Correlation of fracture toughness with microstructural features for ultrafine-grained 6082 Al alloy

In the present work, cryorolling (CR) and room temperature rolling (RTR) followed by annealing (AN) at 200 degrees C were carried out to investigate the effects of grain size, precipitates (Mg-Si-phases), and AlFeMnSi-phases on the fracture toughness of 6082 Al alloy. Using the values of the conditional fracture toughness, (K-Q), in the critical fracture toughness (K-IC) validation criteria, it was found that the sample size is inappropriate, which implies that the conditional fracture toughness obtained cannot be considered as the critical fracture toughness. Therefore, to establish the relative improvement in fracture toughness, the equivalent energy fracture toughness (K-ee) and J-integral were calculated and used.

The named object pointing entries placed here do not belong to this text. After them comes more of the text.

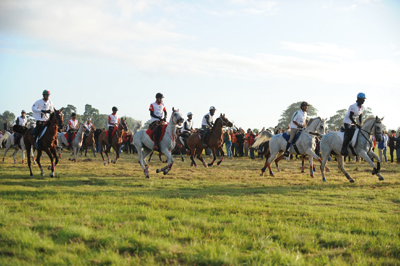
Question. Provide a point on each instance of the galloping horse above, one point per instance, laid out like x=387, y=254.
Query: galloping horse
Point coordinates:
x=10, y=143
x=142, y=140
x=48, y=141
x=305, y=143
x=116, y=141
x=215, y=140
x=332, y=143
x=76, y=143
x=89, y=142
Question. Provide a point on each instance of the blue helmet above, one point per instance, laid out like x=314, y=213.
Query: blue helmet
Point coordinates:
x=361, y=95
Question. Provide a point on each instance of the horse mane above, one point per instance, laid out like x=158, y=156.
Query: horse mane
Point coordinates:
x=312, y=119
x=368, y=119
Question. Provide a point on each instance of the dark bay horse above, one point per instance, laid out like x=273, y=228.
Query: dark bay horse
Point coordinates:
x=116, y=141
x=47, y=143
x=215, y=140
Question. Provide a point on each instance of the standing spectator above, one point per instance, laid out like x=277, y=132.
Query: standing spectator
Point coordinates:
x=246, y=142
x=392, y=143
x=234, y=146
x=382, y=147
x=228, y=143
x=240, y=141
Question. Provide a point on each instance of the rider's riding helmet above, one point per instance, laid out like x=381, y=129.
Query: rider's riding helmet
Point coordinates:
x=361, y=95
x=304, y=104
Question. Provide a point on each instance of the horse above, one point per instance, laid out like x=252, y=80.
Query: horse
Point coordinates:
x=332, y=143
x=75, y=144
x=116, y=141
x=89, y=141
x=305, y=144
x=215, y=140
x=10, y=143
x=142, y=140
x=47, y=142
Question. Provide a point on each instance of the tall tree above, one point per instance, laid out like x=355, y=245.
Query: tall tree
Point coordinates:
x=287, y=114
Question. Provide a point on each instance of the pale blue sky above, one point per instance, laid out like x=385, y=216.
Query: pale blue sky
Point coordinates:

The results show that the values of K-ee (89.91 MPa root m) and J (89.86 kJ /m(2)) obtained for the sample processed via CR followed by AN (CR + AN) are the highest when compared with the other samples processed through CR, RTR, and RTR followed by AN, RTR + AN. Microstructural features such as high fraction of low Taylor factor, high fraction of kernel average misorientation, Si-rich particles, small size AlFeMnSi-phases, and mixed mode of failure (transgranular shear and micro-void coalescence) also support the high fracture toughness in the CR + AN sample. It was also observed that the effect of residual stresses on the fracture toughness of CR and RTR samples is minimal. Therefore, the correlation between microstructure and residual stresses is not considered in the present work due to very small values of the residual stresses for CR and RTR samples and the absence of residual stress from the heat-treated samples.